Read this intriguing article in Slate.

It talks about how some people can elicit an emotional response in others that enables optimism and moral inspiration.

Quoted from the article:

University of Virginia moral psychologist Jonathan Haidt, who coined the term elevation,
writes, "Powerful moments of elevation sometimes seem to push a mental
'reset button,' wiping out feelings of cynicism and replacing them with
feelings of hope, love, and optimism, and a sense of moral
inspiration."

I don't think most training situations would benefit from such elevation, but some might. There's little likelihood that someone learning how to use a spreadsheet could be elevated, for example.

On the other hand, I can see particular opportunities for socially-responsible organizations or initiatives, especially those that are led by elevation-enabling leaders. Perhaps some soft-skill training may benefit, for example, where a management-training facilitator tells stories of others' efforts to help develop the people they work with.

There can be downsides to elevation as well, not least of which is that those who don't feel the elevation think that those who do feel it are either ridiculous or brainwashed. And, elevation by itself doesn't generate changes in behavior.

Haidt's research shows that elevation is good at provoking a desire to
make a difference but not so good at motivating real action.

Still, I think it's worth thinking about how to connect with our learners at a deeper level.

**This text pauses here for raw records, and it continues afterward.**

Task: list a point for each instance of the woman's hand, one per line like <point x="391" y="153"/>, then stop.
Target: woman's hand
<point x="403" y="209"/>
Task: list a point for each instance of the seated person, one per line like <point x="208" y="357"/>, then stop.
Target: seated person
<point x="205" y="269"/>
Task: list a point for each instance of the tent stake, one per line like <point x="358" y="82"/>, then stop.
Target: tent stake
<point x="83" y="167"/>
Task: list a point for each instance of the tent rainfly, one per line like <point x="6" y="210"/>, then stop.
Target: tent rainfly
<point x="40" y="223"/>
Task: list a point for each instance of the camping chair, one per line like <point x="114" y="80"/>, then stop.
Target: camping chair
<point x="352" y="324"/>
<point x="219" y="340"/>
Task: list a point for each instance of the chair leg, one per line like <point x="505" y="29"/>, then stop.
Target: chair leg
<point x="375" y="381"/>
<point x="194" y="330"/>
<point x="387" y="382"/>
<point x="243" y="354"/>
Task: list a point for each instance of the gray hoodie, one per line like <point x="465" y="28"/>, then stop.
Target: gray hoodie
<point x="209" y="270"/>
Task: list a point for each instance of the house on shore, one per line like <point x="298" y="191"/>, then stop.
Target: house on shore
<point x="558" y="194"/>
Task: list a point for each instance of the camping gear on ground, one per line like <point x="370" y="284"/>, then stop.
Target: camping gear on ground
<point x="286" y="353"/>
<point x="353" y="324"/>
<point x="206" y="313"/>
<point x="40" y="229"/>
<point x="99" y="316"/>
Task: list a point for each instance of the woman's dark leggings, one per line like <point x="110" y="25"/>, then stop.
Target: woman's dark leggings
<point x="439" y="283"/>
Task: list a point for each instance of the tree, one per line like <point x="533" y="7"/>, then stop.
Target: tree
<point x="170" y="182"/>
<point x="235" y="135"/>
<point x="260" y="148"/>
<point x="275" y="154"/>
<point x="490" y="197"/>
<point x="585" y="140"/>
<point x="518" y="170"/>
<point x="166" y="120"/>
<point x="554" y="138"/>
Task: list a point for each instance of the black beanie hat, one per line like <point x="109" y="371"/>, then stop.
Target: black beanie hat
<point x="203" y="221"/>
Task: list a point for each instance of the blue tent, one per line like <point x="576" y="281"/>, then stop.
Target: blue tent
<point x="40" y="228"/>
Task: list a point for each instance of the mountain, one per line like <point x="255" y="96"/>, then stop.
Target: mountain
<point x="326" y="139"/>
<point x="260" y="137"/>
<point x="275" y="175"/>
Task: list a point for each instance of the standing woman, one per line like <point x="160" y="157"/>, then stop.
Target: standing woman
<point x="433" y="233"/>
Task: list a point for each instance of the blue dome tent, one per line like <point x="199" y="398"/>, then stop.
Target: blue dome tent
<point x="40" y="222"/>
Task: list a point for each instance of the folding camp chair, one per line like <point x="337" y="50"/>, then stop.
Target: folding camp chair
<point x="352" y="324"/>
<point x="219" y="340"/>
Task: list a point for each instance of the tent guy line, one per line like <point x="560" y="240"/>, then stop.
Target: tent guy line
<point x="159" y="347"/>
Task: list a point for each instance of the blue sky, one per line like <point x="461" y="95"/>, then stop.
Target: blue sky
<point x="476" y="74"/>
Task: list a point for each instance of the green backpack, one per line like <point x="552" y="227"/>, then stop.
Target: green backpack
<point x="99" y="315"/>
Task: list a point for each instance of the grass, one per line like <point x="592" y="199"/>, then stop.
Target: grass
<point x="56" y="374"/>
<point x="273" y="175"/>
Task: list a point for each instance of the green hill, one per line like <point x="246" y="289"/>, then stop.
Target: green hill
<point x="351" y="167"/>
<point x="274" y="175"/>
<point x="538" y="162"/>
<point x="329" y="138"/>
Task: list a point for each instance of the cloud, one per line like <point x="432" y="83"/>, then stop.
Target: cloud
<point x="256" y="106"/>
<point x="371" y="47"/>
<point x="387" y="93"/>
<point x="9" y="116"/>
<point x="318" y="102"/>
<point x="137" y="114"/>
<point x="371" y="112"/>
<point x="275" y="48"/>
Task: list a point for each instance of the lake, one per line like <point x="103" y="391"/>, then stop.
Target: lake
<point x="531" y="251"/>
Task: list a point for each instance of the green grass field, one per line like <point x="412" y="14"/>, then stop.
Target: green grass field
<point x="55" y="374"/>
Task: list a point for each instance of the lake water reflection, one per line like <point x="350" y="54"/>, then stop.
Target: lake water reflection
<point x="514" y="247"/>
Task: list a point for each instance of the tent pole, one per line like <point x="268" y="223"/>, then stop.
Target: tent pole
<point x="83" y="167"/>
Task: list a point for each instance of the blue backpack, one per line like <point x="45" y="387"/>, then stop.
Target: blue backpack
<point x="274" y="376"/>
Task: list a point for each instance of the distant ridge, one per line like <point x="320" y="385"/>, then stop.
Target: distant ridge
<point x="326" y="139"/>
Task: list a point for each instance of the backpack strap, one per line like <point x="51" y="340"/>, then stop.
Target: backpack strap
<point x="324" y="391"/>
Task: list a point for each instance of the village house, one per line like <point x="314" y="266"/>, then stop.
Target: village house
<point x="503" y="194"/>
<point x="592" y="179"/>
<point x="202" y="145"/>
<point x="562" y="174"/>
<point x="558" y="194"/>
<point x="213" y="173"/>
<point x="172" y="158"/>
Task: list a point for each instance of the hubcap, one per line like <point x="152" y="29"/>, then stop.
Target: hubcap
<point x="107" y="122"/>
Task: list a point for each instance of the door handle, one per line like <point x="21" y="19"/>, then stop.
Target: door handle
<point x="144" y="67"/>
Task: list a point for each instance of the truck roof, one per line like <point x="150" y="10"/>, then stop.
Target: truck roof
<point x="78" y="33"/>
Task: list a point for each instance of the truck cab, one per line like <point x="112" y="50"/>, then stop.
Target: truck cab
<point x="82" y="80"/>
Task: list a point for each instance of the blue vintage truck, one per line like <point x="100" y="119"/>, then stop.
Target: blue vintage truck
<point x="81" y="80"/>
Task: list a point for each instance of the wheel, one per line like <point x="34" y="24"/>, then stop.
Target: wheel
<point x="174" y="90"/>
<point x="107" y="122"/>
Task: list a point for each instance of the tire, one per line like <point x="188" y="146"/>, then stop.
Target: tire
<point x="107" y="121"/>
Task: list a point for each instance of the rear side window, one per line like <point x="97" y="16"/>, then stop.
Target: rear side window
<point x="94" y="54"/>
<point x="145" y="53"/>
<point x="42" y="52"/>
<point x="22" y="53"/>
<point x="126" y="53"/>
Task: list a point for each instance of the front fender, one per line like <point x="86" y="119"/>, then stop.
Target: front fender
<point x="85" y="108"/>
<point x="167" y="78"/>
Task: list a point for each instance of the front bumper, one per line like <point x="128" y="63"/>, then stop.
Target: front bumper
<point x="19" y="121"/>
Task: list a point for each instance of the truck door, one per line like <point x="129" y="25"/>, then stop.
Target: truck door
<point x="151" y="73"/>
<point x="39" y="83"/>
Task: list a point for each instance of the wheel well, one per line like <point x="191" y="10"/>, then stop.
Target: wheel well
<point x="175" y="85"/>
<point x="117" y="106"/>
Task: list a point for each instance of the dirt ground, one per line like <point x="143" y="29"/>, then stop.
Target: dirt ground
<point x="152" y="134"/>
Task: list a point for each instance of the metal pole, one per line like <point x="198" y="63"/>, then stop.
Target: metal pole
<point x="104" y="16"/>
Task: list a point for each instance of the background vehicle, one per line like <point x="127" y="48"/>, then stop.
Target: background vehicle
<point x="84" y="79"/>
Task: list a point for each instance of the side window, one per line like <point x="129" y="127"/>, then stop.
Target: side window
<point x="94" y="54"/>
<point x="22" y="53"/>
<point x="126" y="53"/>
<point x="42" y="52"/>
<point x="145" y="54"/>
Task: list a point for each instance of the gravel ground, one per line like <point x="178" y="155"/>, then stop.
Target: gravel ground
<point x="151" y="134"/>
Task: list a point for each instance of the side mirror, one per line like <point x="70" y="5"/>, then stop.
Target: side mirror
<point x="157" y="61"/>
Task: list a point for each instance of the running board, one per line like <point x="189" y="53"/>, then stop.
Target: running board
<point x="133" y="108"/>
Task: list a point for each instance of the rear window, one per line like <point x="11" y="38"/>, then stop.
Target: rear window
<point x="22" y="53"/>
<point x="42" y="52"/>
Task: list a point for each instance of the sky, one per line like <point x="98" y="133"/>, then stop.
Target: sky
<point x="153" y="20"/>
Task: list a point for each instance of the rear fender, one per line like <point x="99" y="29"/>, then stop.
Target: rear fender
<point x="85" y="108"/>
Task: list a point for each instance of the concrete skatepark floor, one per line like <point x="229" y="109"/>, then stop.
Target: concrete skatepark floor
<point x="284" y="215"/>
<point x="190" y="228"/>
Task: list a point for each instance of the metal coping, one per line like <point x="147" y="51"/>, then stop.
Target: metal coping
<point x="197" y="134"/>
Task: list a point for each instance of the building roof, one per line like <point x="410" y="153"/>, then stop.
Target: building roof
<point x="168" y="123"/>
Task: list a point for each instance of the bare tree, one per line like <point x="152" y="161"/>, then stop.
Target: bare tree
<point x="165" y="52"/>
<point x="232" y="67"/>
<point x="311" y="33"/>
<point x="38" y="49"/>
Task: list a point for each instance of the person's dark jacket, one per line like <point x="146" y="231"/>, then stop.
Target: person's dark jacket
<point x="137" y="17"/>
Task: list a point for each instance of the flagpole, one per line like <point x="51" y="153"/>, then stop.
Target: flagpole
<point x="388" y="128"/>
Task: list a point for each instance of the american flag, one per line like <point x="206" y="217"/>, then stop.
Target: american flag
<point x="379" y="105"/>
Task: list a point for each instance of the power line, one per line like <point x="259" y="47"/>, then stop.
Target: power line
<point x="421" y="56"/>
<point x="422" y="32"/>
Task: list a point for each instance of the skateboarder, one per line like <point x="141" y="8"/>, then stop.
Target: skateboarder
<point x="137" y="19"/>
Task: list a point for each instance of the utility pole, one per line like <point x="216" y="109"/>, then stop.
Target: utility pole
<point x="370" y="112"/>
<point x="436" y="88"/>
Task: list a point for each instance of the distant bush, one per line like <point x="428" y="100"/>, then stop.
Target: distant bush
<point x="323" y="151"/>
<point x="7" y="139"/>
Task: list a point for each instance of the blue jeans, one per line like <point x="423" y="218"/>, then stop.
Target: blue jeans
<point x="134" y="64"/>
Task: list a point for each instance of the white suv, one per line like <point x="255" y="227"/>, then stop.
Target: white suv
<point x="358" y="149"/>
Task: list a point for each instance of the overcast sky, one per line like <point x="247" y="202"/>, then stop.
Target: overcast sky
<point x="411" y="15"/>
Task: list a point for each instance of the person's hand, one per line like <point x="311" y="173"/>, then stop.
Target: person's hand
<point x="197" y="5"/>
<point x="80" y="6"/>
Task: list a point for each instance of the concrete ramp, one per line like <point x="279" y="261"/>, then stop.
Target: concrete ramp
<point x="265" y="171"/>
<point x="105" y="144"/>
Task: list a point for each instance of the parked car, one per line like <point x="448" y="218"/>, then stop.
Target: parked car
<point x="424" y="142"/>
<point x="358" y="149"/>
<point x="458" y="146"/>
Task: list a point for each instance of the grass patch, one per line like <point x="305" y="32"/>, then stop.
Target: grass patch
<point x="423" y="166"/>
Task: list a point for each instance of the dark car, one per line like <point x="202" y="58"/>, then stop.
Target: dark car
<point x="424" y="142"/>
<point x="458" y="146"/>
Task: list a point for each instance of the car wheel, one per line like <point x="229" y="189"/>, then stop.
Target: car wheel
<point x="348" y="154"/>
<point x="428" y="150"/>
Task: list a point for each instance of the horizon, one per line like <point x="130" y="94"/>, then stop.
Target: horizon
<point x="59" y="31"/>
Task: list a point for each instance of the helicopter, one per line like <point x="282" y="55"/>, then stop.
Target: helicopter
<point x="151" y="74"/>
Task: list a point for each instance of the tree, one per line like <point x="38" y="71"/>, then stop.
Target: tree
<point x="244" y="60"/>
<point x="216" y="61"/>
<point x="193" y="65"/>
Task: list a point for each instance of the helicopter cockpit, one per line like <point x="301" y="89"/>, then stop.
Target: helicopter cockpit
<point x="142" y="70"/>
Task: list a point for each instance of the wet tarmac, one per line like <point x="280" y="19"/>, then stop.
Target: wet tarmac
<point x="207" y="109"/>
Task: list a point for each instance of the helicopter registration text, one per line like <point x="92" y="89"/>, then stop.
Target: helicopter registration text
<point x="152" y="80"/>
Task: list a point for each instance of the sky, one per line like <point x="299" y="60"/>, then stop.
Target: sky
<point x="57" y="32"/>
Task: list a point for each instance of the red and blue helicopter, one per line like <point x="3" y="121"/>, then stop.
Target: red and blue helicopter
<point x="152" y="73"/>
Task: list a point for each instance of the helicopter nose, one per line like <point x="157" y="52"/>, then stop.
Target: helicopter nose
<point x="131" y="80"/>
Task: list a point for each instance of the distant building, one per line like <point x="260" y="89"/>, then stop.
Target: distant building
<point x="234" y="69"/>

It doesn't have to be super-deep, just a little bit deeper may help.

Let's remember that we as learning professionals have a responsibility not just to inform, prepare, and provide practice. We can also increase the likelihood that our learners will actually utilize what we teach by enabling their "motivation to apply" what they've learned. Sure, we can utilize our learners' management to promote application, but we can play a role in enabling the learners to want to apply what they've learned. Elevation may be another tool we can use in our work.